We know that we are responsible for climate change, and some people are doing some things to slow it down, but we really have a long way to go, and it will be painful.

I went into The Store in Curtis the other day to buy 24 small plastic bottles of good water. Mostly we collect drinking water from the artesian well in the Portage Township Park on the Big Lake, but when we go on a boat ride or trout fishing, it is handy to carry a little bottle.

The store owner said, “They may be banning these single use plastic bottles.”

“They probably should,” I said, “but they are handy.”

“This is what they ship to people in disaster zones,” he said.

There I am. Taking advantage of a system that isn’t sustainable because it is useful for me.

My sister was here for a couple of weeks, and she was a master recycler, returning her returnables, and packing recyclable unreturnable cans to take home to Cleveland, where they can be recycled.

She and her son, John, saved clean cardboard and No. 1 and 2 plastics for the Curtis recycling center, which is open on weekends.

I am not as good, although I want to be. For me to do a better job of protecting the planet, I need to be required to do it. If those one-use plastic bottles are banned, it won’t change my life. I will have a refillable bottle, I suppose.

If regular gasoline powered cars are banned, as they may be in Europe, I will figure out how to live with 7.3 diesel for sale.

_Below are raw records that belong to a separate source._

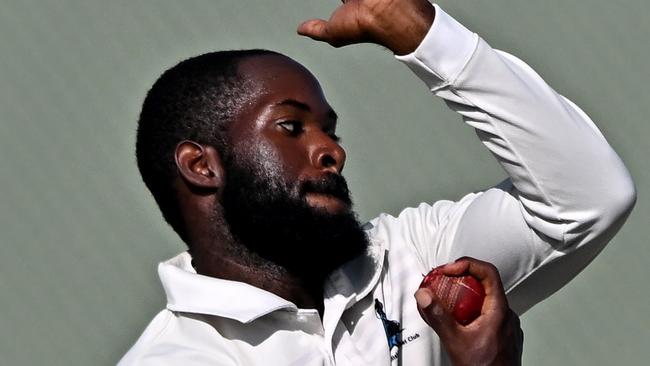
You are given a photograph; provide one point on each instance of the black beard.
(274, 222)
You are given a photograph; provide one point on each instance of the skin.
(287, 126)
(495, 337)
(284, 92)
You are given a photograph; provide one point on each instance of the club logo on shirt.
(392, 328)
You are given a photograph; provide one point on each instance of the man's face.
(284, 197)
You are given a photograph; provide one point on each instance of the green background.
(81, 235)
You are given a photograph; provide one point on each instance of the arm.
(567, 193)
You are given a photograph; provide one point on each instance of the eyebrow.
(305, 107)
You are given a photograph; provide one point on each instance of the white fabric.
(568, 193)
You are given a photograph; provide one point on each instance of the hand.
(399, 25)
(494, 338)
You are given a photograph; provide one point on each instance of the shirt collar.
(188, 291)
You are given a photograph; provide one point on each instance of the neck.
(216, 254)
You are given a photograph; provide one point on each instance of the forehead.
(274, 78)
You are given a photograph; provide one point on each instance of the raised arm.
(568, 192)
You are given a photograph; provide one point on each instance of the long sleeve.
(567, 194)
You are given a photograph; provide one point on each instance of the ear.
(200, 166)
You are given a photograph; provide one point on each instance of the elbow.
(603, 214)
(614, 205)
(620, 199)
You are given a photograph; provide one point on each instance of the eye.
(293, 127)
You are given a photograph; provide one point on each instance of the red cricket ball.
(462, 296)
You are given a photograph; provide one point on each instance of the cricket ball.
(462, 296)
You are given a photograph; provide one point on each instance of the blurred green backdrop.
(81, 236)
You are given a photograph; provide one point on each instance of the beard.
(275, 226)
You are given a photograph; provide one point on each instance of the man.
(239, 149)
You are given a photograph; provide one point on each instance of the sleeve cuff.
(443, 53)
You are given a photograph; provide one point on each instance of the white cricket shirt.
(566, 196)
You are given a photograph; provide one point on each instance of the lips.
(331, 186)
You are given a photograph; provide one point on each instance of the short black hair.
(195, 100)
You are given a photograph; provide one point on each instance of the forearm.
(567, 188)
(570, 182)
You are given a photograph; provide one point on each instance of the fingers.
(434, 313)
(485, 272)
(314, 29)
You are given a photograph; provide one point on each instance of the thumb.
(314, 29)
(434, 313)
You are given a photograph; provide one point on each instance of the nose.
(328, 156)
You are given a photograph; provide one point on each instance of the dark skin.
(287, 126)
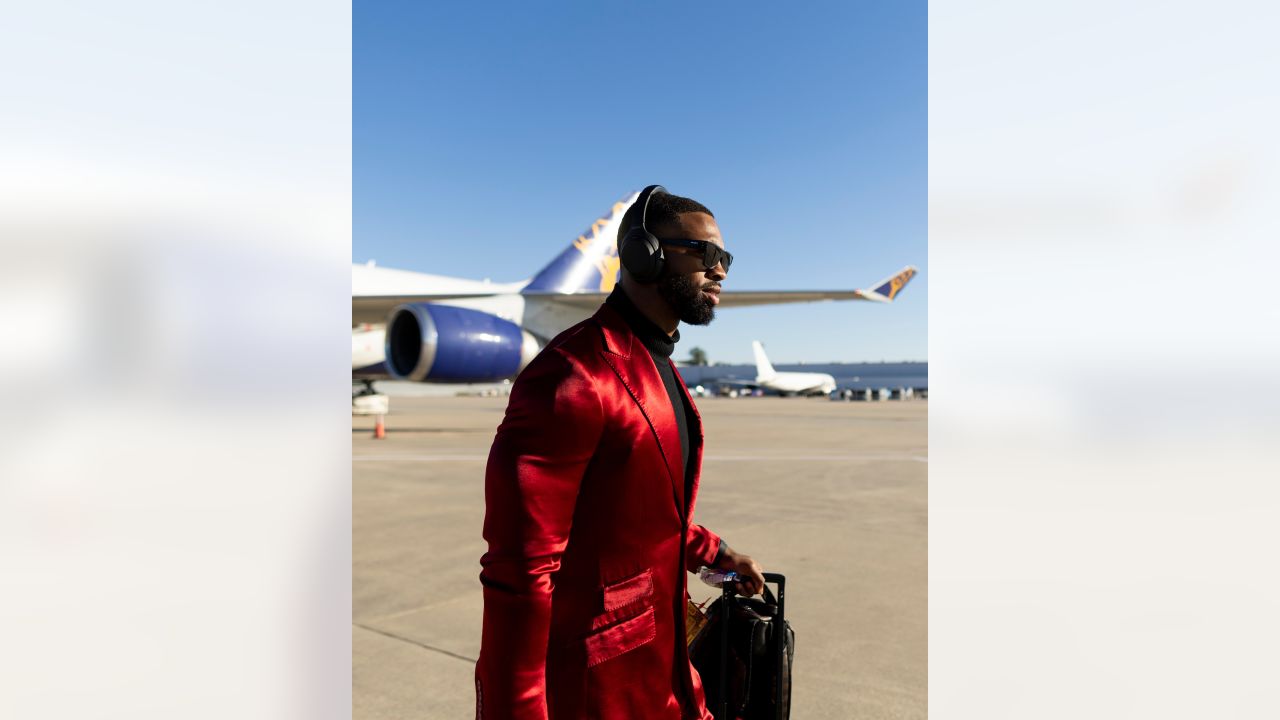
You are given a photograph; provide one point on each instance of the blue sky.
(488, 136)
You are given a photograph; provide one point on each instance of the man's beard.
(686, 299)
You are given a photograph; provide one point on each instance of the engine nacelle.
(442, 343)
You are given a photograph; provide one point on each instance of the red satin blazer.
(589, 540)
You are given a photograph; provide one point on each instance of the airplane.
(789, 383)
(419, 327)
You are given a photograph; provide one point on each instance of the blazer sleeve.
(535, 468)
(700, 548)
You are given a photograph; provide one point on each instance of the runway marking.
(707, 459)
(394, 637)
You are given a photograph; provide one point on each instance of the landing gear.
(368, 401)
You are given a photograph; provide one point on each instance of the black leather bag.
(748, 659)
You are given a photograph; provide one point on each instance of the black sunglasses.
(712, 254)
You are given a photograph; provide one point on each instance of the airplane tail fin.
(888, 288)
(590, 264)
(763, 369)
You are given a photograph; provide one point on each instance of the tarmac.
(832, 495)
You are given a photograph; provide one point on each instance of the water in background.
(848, 374)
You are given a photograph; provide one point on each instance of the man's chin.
(698, 317)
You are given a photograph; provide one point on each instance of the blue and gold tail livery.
(590, 264)
(887, 290)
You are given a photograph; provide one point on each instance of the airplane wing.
(885, 291)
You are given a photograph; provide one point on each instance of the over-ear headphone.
(640, 251)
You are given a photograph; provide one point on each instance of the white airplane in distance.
(419, 327)
(789, 383)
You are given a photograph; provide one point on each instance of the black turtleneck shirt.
(661, 347)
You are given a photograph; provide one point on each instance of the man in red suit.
(590, 492)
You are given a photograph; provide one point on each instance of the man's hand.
(752, 578)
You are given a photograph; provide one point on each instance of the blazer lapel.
(635, 368)
(699, 441)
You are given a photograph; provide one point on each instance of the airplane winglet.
(888, 288)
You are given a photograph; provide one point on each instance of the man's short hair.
(663, 209)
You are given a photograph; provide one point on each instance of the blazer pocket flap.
(616, 639)
(631, 589)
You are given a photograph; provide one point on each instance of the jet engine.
(428, 342)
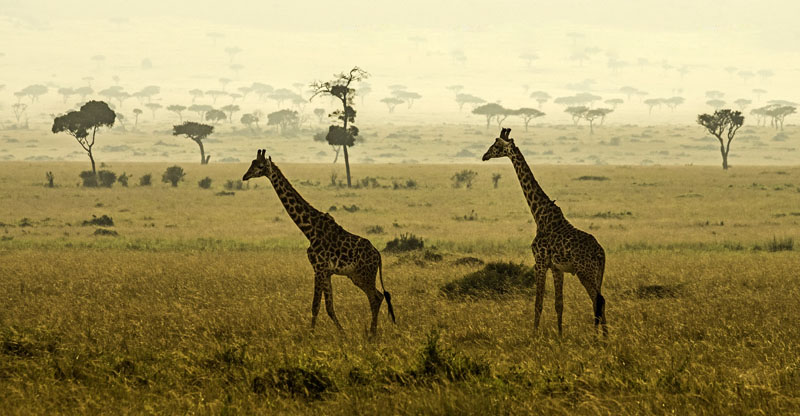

To protect our planet, I need more than my own good intentions and voluntary carbon offsets. I need authorities to make me toe the line.

The 160 or more who died in floods in Germany and Belgium paid the highest price for the convenience of our global population using energy whenever it can. The houses and croplands burning in the West add to the economic loss humankind is suffering from climate change.

Living here in this beautiful summer, I mustn’t forget to be thankful for my good fortune. And I must encourage our leaders to make my life more difficult by making rules to save the Earth.